We released the report last week as part of an event launching Many Roads Home, a new social media effort that highlights the stories and contributions of the state's immigrants.
We have a working agreement on the division of labor for these projects: the folks from the policy center, such as this year's co-author Sean O'Leary, do the hard parts with numbers and graphs. I do the easy parts.
It was pretty easy to point out why WV needs immigrants. Here's an excerpt with the punch line:
In 1950, the US population was over 1,50 million. West Virginia’s population that year reached its all-time high of slightly over 2 million.

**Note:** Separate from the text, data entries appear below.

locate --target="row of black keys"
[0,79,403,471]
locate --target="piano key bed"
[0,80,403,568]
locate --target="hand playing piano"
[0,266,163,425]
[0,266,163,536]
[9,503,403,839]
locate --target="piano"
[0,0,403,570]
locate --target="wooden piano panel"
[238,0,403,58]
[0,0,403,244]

Fast forward to 2019. The US population has more than doubled from the 1950 level to over 329 million. West Virginia’s population has declined by around 200,000 over the same period. A 2002 analysis by the West Virginia Health Statistics Center found that, if nobody had either moved into, nor out of, West Virginia for the 50 years between 1950 and 2000, the normal rate of population increase would have resulted in a state with 2,605,345 residents. That number would have been much higher today.
The state and its communities are facing some serious demographic problems:
*West Virginia is among the oldest states in terms of median age.
*It has the lowest workforce participation rate, which hovers around 50 percent of its eligible population. The national average is around 63 percent.
*As of Dec. 2017, 73,879 West Virginians of all ages received Supplemental Security Insurance (SSI) for a disability.
*By 2018, 26.3 percent of West Virginians, or 475,744 individuals, received Social Security or Social Security Disability Insurance.
*Between 2010 and 2018, there were 19,000 more deaths than births.
*According to the National Institute on Drug Abuse, West Virginia has the highest age adjusted death rate from opioid overdoses.
*Between July 1, 2017 and July 1, 2018, the state lost 11,216 people, a rate of over 30 people per day.
*Public school enrollment declined by 4,122 students in the last year.
These trends indicate a serious downward spiral. If not reversed, they could spell a more or less slow death to West Virginia’s communities. To thrive—or even to survive—West Virginia needs to be, and be seen as, a welcoming place for new arrivals from around the world. West Virginians have done this before under tough conditions in the days of industrialization, bridging differences and forging bonds of solidarity in ways that enriched our culture and contributed to the world at large. We need to build on that tradition.